Residents did not have to move out of their places for the three years the YWCA, located at 101 E. Mifflin, was being renovated.[/media-credit]

Low-income Madison families will have an additional option for inexpensive housing following last week’s completion of three years and $16 million of renovation on the historic downtown YWCA.

The renovation, meant to update the building to create a more comfortable living quarter while maintaining the former hotel’s historic character, is expected to house more than 100 struggling Madisonians of all ages.

The 12-story YWCA, once known as the New Belmont Hotel, has been restored to its original tile and carpeting, refurnished and equipped with modern appliances in an effort to make the building posses less of an institutional feeling.

YWCA Chief Executive Officer Eileen Mershart said she hopes the 150 current residents have found even more reason to call the building home through the renovations.

“We wanted to ensure that our residents have a safe and affordable place to live,” Mershart said. “At the end of the day, it’s really not about bricks and mortar, but the fact that this is home to a lot of kids and a lot of women that need a safe place to live”.

The building provides permanent housing for families with low income, and Mershart said the residents were not asked to relocate outside of the building during any of the renovations.

Among the installation of new appliances are energy-efficient windows, florescent lights and improved heating and cooling.

“We did a complete rehab of the building all the way from the subbasement right up to the roof of the building with new masonry,” Mershart said.

Mershart said the contractors worked with Focus on Energy, and added she hopes with sufficient research they will be able to reveal future savings in energy costs for the building.

The first two floors of the building have seen the most change, with new furniture in the apartments and office space – changes that came without expense to the residents.

Discovering serious water issues in the basement of the building prompted Mershart to begin plans on refurbishing the YWCA, but she said it took three years to finish because of complicated financing.

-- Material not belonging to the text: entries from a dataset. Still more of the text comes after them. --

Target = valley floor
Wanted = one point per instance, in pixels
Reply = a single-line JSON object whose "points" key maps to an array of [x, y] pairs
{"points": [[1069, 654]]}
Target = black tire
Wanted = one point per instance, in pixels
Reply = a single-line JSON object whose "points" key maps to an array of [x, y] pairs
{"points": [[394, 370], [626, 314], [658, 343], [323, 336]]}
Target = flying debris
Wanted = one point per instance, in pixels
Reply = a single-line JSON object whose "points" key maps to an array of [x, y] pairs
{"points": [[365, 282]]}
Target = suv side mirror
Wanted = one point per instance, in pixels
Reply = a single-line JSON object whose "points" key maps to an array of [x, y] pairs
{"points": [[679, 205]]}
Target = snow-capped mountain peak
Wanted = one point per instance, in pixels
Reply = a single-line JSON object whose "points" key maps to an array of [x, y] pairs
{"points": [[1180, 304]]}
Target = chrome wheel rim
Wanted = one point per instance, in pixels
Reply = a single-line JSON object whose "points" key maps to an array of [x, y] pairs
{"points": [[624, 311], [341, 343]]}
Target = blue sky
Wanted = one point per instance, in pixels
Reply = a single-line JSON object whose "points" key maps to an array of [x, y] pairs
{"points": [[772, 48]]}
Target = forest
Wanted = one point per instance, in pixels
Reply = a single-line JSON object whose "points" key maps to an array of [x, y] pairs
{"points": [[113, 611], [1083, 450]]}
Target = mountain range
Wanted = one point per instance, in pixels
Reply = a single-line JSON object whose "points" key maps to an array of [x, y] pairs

Receiving its $9.8 million grant through Wisconsin Housing and Economic Development Authority took one year, and Mershart said additional grants took time to write and close.

Mershart said the YWCA started the Real Lives, Real Change campaign to raise money for the project. The public has donated $1.8 million since the campaign started.

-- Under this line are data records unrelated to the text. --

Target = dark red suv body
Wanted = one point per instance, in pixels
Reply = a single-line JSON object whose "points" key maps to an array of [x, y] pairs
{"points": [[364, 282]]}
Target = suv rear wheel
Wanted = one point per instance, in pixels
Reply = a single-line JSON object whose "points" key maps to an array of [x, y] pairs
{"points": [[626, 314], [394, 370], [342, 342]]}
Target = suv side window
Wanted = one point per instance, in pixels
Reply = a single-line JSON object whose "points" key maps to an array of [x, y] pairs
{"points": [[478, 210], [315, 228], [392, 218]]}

The YWCA is involved in many different programs around the city, such as offering affordable housing on East Mifflin Street, free transportation to low income people and helping to find permanent housing outside of the building’s units.

“They do a lot of great things,” Ald. Mike Verveer, District 4, said. “The building they renovated is an historic gem and a beautiful landmark of downtown Madison, and I appreciate the fine way that the YWCA has restored the old Belmont Hotel as close to its original grandeur as possible.”

Verveer said the YWCA has worked toward a functional design for the past three years that works for them and their residents, but said the most significant success of their project has been in restoring a city landmark.

“They’ve been a great neighbor all around and I’m glad they are here to stay,” Verveer said.